The Tooth Fairy Is Getting Out Of Hand

by Clint Edwards
Originally Published: 
Scary Mommy and Amazon

Last summer my five-year-old, Aspen, had a pretty nasty spill on her bike. I’d just put pedals on her balance bike. She was riding fairly well, but got cocky while on a ride to the store with her mother, and ended up knocking out both of her front teeth. Naturally, this was a pretty traumatic experience for her, and well … everyone.

If you want to hear a five-year-old go on endlessly about hardship and expecting all the popsicles, have her wreck on her bike and lose her front two teeth. I will admit, my wife and I did feel pretty sorry for the little lady, and she did sound pretty cute now that she had a whistle at the end of every sentence, so to make her feel better, we used the Tooth Fairy.
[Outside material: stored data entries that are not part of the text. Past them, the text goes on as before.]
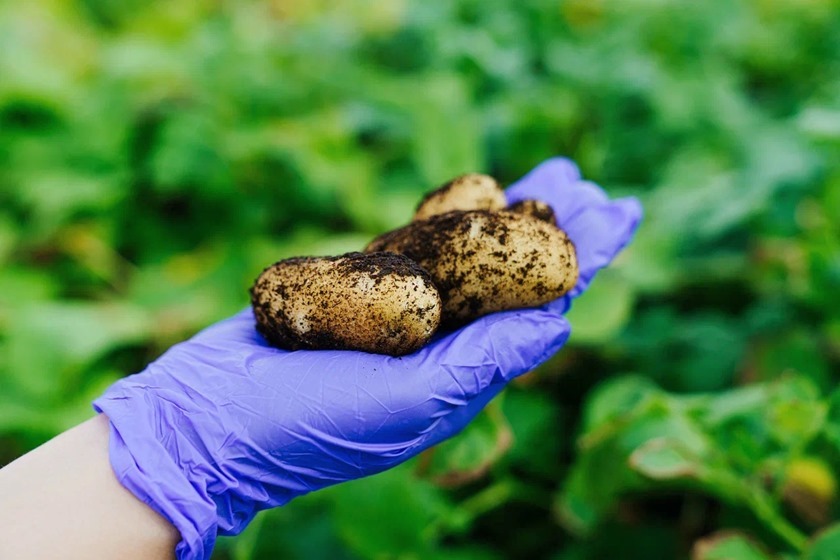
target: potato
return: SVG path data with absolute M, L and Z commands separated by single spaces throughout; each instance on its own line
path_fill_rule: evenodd
M 426 344 L 441 317 L 429 274 L 393 253 L 280 261 L 257 278 L 251 303 L 257 330 L 288 350 L 399 356 Z
M 470 173 L 427 194 L 417 207 L 414 220 L 425 220 L 453 210 L 502 210 L 505 206 L 505 191 L 493 177 Z
M 554 210 L 552 210 L 551 206 L 542 200 L 527 198 L 525 200 L 520 200 L 519 202 L 514 202 L 508 206 L 506 210 L 509 212 L 517 212 L 519 214 L 528 214 L 538 220 L 548 222 L 553 226 L 557 225 L 557 218 L 554 217 Z
M 542 305 L 568 292 L 578 278 L 575 248 L 562 230 L 509 211 L 432 216 L 380 236 L 365 250 L 400 253 L 428 270 L 447 327 Z

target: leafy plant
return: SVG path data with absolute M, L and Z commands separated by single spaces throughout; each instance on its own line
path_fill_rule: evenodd
M 838 554 L 836 0 L 0 5 L 0 462 L 464 171 L 634 194 L 567 348 L 216 558 Z

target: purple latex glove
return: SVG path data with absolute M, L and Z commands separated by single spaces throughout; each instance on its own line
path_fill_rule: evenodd
M 180 531 L 178 558 L 209 558 L 217 533 L 239 533 L 259 510 L 381 472 L 454 435 L 560 349 L 570 298 L 629 242 L 641 207 L 609 201 L 563 159 L 508 195 L 553 206 L 578 251 L 570 296 L 483 317 L 400 358 L 278 350 L 246 310 L 94 402 L 111 422 L 117 478 Z

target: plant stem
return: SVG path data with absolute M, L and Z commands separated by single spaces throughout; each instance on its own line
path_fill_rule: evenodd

Aspen put her two front teeth under her pillow, and the next morning she woke up to a new Vampirina toy and note from the Tooth Fairy commending her on being so strong after losing her two front teeth. In the past, we have always left one dollar under the pillow, but considering the situation, we went a little further.

I must admit, the one dollar we usually leave is far more than I received as a child. I got a quarter. But hey, that was the ’80s, and a quarter probably went as far as a dollar does now when buying candy. But it does seem like parents are jumping the shark when it comes to making the Tooth Fairy experience extra special, regardless of the situation.

I’ve seen some extravagant social media posts about parents going full donkey when it comes to the Tooth Fairy. We did our own informal polling, and it seems like most people do pay out on a sliding scale, giving more for the first tooth, and less for the following teeth. Usually this is around one to two dollars to begin with. However, some parents are paying as much as $50 for the first tooth. What?! I mean, let’s do the math here: a child can lose up to 20 teeth during childhood. At $50 a tooth, that’s a thousand bucks. For most parents, that a mortgage payment.

Also, I cannot help but think about all the children chatting in the lunchroom about this sort of thing. It reminds me of a viral post I saw a recently from a social worker who mentioned that when parents give children expensive gifts like iPads from Santa, it makes children who live in families who can’t afford that sort of thing feel like they were bad, or that Santa doesn’t like them as much. I would assume this same sort of issue exists with the Tooth Fairy.

But as it goes with everything parenting related online, it gets worse. Some parents are saving their children’s teeth and then sewing them into a tooth monster doll and giving it back to them once they are older. Now listen, if this is really something you are into, then … you know … to each their own. But personally, if my parents gave me one of these things with my own teeth in them, I’d have freaked out a little. Or a lot. In fact, one commenter said this about their childhood and it really puts this sort of thing into perspective: “My mom collected all my teeth and saved them for a necklace. Still freaks me out to this day…” Then again this person obviously still has the necklace, so it must still hold some emotional value. If you are interested in getting one of these, or just looking at them for the fun of it, follow this link.

Some parents talked about painting the money gold, and others talked about dusting the room with glitter. One parent actually put a little door in their house for the Tooth Fairy, and while it might seem like a cool idea to me at first, I then remembered that my daughter’s bedroom door has never actually closed properly, so I should probably focus on that first.

A lot of parents mentioned stumbling around in the night and accidentally putting a much larger bill under their child’s pillow than they intended, which I can relate to. Some parents don’t practice the tradition, and many parents just do a casual exchange, where dad pulls out his wallet and the child hands him the tooth.

One practice I found pretty adorable is when children write notes to the Tooth Fairy. Many of them sounded unprompted and from the heart, and I think that’s pretty sweet. But on the whole, after reading through literally hundreds of comments on the subject of the Tooth Fairy, it sounds to me like the majority of parents leave one quarter to one dollar. Most said they are inconsistent about the Tooth Fairy’s arrival, and

of it depends on what they have in their pockets at 10 p.m. when they suddenly realized they needed to pay the kid for their tooth.

As a father who constantly sees posts from parents making the Tooth Fairy extra, extra, extra special, reading through these comments made me feel human again. And I hope it has the same impact on you. Sure, some people really jump the shark when it comes to the Tooth Fairy, and the Elf on the Shelf, and birthday parties, all that other jazz. But most parents, the real parents, the parents like you and me, we are just winging it. And you know what, there’s no shame in that. At the end of the day, we won’t be nearly as stressed and I assure you, your children will love you just as much.